GLI SCIOPERI DELLA FAME E GLI APPELLI

Contro il sovraffollamento, per l’approvazione di misure per diminuire il numero dei detenuti, per potere affrontare in maniera più adeguata i rischi dell’epidemia da Covid, per avere la garanzia di un accesso idoneo alle cure per chi ne ha bisogno, in diversi istituti sono partiti scioperi della fame. Sono forme di protesta diverse dalle rivolte esplose a marzo, durante le quali morirono 13 detenuti. Sono abbastanza rituali e, periodicamente, vengono sostenute dai radicali di Rita Bernardini. Proprio perché, in qualche modo, fanno parte della quotidianità delle carceri (ogni anno ce ne sono migliaia individuali ed è uno dei pochi modi per protestare e lamentarsi), all’esterno vengono scarsamente presi in considerazione.

Questa volta in una sorta di “staffetta ideale “allo sciopero della Bernardini si sono associati Luigi Manconi, Roberto Saviano e Sandro Veronesi con i tre editoriali (sulla Stampa, La Repubblica e Il Corriere della Sera) e il loro digiuno per la “salute nelle carceri”. A questo passaggio si è aggiunto un ulteriore appello di 117 docenti universitari che chiedono al Governo e alle autorità competenti di “adottare provvedimenti idonei a ridurre il più possibile il sovraffollamento delle carceri italiane, così da prevenire il rischio di un’ulteriore diffusione del contagio da Coronavirus al loro interno”.

Queste prese di posizione non hanno avuto nessuna risposta e la benché minima considerazione dalla Politica nazionale e locale.

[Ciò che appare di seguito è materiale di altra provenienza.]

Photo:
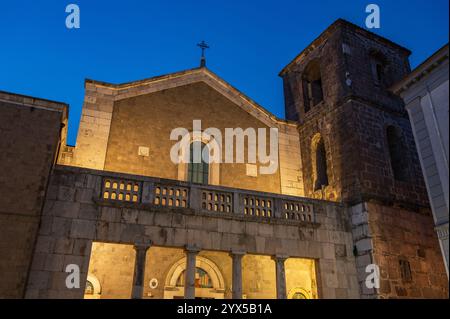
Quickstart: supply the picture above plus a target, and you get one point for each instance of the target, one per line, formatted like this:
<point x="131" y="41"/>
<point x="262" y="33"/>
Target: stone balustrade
<point x="206" y="198"/>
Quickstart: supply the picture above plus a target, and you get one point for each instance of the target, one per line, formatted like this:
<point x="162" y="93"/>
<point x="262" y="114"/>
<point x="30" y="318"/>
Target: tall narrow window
<point x="405" y="270"/>
<point x="312" y="85"/>
<point x="198" y="168"/>
<point x="378" y="64"/>
<point x="397" y="154"/>
<point x="319" y="164"/>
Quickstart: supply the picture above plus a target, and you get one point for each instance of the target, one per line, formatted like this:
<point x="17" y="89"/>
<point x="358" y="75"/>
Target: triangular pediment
<point x="174" y="80"/>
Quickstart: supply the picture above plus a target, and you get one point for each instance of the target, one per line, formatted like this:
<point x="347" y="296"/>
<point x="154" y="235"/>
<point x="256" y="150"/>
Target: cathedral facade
<point x="346" y="199"/>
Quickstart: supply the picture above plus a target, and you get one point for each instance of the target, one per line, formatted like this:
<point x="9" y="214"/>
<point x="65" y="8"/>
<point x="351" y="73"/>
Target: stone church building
<point x="347" y="193"/>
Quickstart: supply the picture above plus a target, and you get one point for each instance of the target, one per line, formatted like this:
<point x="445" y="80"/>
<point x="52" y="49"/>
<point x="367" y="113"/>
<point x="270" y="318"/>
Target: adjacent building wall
<point x="425" y="92"/>
<point x="378" y="231"/>
<point x="30" y="130"/>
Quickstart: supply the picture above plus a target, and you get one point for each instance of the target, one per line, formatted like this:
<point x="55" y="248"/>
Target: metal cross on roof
<point x="202" y="45"/>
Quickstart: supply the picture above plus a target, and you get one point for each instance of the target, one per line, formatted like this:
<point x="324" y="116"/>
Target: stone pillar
<point x="189" y="280"/>
<point x="237" y="274"/>
<point x="139" y="270"/>
<point x="281" y="276"/>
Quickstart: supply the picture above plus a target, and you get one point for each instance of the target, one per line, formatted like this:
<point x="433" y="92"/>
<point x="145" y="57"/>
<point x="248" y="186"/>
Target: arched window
<point x="397" y="153"/>
<point x="198" y="167"/>
<point x="312" y="85"/>
<point x="320" y="169"/>
<point x="202" y="279"/>
<point x="378" y="63"/>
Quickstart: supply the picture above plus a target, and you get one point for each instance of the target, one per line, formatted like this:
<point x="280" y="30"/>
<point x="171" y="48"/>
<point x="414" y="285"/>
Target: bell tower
<point x="356" y="139"/>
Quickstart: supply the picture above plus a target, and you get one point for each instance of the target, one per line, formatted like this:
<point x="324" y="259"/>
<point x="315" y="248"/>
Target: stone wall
<point x="75" y="216"/>
<point x="353" y="118"/>
<point x="118" y="120"/>
<point x="30" y="130"/>
<point x="386" y="235"/>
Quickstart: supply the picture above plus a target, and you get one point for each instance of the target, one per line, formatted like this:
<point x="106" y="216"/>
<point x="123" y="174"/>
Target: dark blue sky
<point x="251" y="41"/>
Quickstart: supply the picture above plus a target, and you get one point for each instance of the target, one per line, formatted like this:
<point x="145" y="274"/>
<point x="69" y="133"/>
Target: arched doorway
<point x="93" y="288"/>
<point x="209" y="281"/>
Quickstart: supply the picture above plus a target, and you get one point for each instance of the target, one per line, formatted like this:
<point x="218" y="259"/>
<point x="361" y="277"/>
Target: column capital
<point x="279" y="258"/>
<point x="237" y="253"/>
<point x="192" y="249"/>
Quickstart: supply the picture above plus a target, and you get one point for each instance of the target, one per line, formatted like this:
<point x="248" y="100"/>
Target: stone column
<point x="237" y="274"/>
<point x="139" y="270"/>
<point x="281" y="276"/>
<point x="189" y="279"/>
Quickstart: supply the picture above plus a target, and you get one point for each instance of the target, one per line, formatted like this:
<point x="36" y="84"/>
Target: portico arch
<point x="217" y="291"/>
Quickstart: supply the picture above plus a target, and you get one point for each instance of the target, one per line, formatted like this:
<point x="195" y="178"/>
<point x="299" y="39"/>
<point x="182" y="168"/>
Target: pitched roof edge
<point x="339" y="23"/>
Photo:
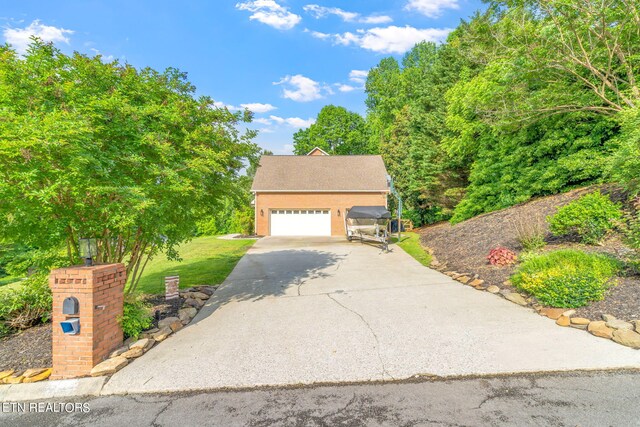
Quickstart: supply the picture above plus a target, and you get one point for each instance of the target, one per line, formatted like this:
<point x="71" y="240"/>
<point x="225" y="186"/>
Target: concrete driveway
<point x="319" y="310"/>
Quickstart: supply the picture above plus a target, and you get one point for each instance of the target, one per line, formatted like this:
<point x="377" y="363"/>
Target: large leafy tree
<point x="92" y="149"/>
<point x="336" y="131"/>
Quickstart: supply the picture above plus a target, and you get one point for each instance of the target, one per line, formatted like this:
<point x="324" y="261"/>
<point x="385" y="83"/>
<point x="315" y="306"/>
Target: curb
<point x="78" y="387"/>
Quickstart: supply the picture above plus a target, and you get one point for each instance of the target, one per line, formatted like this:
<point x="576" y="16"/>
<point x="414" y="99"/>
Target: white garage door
<point x="300" y="222"/>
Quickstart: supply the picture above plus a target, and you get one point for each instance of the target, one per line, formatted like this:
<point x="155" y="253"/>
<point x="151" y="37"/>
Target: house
<point x="309" y="195"/>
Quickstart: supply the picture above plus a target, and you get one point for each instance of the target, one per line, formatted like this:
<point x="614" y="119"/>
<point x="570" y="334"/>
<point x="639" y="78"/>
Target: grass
<point x="205" y="261"/>
<point x="411" y="244"/>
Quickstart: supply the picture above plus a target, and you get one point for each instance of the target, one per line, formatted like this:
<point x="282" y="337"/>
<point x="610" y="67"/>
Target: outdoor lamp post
<point x="88" y="250"/>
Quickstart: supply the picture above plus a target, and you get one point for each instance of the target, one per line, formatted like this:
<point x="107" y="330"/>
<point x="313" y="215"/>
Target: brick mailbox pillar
<point x="99" y="292"/>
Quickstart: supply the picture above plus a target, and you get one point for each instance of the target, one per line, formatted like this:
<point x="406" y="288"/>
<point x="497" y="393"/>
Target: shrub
<point x="530" y="232"/>
<point x="501" y="256"/>
<point x="27" y="305"/>
<point x="590" y="217"/>
<point x="136" y="317"/>
<point x="566" y="278"/>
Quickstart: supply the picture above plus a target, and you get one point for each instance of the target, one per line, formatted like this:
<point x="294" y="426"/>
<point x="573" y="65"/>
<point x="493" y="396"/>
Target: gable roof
<point x="317" y="152"/>
<point x="320" y="174"/>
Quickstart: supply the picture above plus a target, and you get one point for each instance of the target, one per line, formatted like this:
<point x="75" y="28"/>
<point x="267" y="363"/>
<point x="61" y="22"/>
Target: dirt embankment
<point x="464" y="248"/>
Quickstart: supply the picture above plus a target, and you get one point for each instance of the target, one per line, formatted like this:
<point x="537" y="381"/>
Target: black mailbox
<point x="70" y="306"/>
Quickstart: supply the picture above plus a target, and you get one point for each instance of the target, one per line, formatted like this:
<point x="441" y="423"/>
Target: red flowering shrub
<point x="502" y="256"/>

Pure la stampa e la televisione hanno dato scarsissimo risalto.

L’unico che ha preso carta e penna e si è preso la briga di rispondere “puntualmente” è stato Marco Travaglio sulle pagine del Fatto Quotidiano: «I numeri dimostrano che in carcere si è molto più controllati e sicuri, quanto al Covid, che fuori… Mi pare che questo basti per spazzare via digiuni contro la “strage” da Covid nelle carceri, campagne per amnistie, indulti e altre misure svuota-celle, accuse al governo di “condannare a morte” i detenuti… Gli attuali 53.000 detenuti costituiscono il minor affollamento da molti anni: non proprio un’emergenza da affrontare con urgenza… La popolazione carceraria dipende anzitutto dall’alto numero di delinquenti, non da leggi liberticide o dal destino cinico e baro… Uno degli scopi della pena è proprio punire, perché chi ha commesso un reato paghi il conto, liberi la società della sua presenza per un po’ e a lui e ai suoi simili passi la voglia di riprovarci. Poi, certo, la pena deve anche rieducare: ma dev’essere, appunto, una pena. Non una finzione o una barzelletta».

Insomma, per l’algido Travaglio il “fresco” del carcere è molto più salutare dell’aria fresca di montagna, questa sua frigida ghiacciosità che la portato ad essere il principe dei manettari, sembrerebbe una divertente imitazione di Crozza. Invece, purtroppo, lo smilzo col maglioncino a collo alto è l’attuale ispiratore di tutte le politiche giudiziarie del nostro paese… E se lui ha giocato a stringere la sua anima tra le ganasce di una morsa, a noi non resta altro che dire: avanti di questo passo c’è proprio da stare freschi.